PMID 35681997 (2022): heat acclimation, heat acclimatization — Performance in heat (study note for endurance athletes).

Last updated/Feb 23, 2026, 11:13 PM

Study note • PMID 35681997

Effects of Heat Acclimation Following Heat Acclimatization on Whole Body Heat Exchange in Trained Endurance Athletes.

International journal of environmental research and public health2022 • DOI 10.3390/ijerph19116412
Evidence C58/100
Action 2: Consider

Worth trying if it fits your goal and context.

ELI5

In plain language

The purpose of this study was to examine the changes in metabolic heat production (Hprod), evaporative heat loss (Hevap), and dry heat loss (Hdry), following heat acclimatization (HAz) and… (controlled study; athletes).

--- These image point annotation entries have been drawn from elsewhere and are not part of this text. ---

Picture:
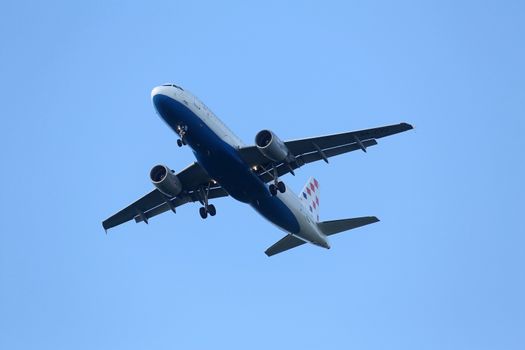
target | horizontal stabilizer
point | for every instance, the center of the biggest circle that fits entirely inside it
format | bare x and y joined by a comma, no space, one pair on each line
287,242
336,226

The abstract doesn’t indicate a clear change in Performance in heat under the tested conditions. Treat this as a signal, not a guarantee; confirm methods and context in the full paper.

Takeaways

What the abstract suggests

  • Study question: The purpose of this study was to examine the changes in metabolic heat production (Hprod), evaporative heat loss (Hevap), and dry heat loss (Hdry), following heat acclimatization (HAz) and…
  • The abstract doesn’t indicate a clear change in Performance in heat under the tested conditions.
  • Population: athletes.
  • Protocol cues (title/abstract): 60 min.

Protocol

Protocol (as reported)

  • Intervention/exposure: heat acclimation, heat acclimatization (vs comparison group).
  • Dose/time/duration cues in abstract/title: 60 min.
  • Outcomes: Performance in heat.
  • Replication note: abstracts often omit adherence and timing; confirm details before changing training or supplementation.

Fit

Who it helps, and who should skip it

Who it helps

  • Athletes similar to the study population (athletes) working on heat.
  • Athletes who can measure Performance in heat with a repeatable workout or time-trial effort.

Who should skip

  • If you have symptoms or conditions that make the intervention risky, get professional guidance.
  • If you’re near race day and can’t safely test, defer the experiment.

Methods

What the study actually did

  • Design: controlled study.
  • Population: athletes.
  • Comparator: comparison group.
  • Outcomes measured: Performance in heat.
  • Protocol cues mentioned: 60 min.
  • Source: PubMed PMID 35681997 (2022) — International journal of environmental research and public health.

Results excerpt

What the abstract reports

Additionally, Hdry was significantly lower at post-HAz (125 +/- 8 W.m-2, p = 0.013) and post-HA (121 +/- 10 W.m-2, p < 0.001) compared to the baseline (128 +/- 7 W.m-2).

Note: excerpts are short; for full context, read the paper.

Limits

Limitations & bias

  • Abstract-only summaries can miss critical details (population, protocol, adherence, and context).
  • Single studies often don’t generalize to your event, history, and training load; treat results as a starting point.
  • If your context differs (elite vs recreational; cycling vs running), adjust expectations and be conservative.
  • This is performance information, not medical advice.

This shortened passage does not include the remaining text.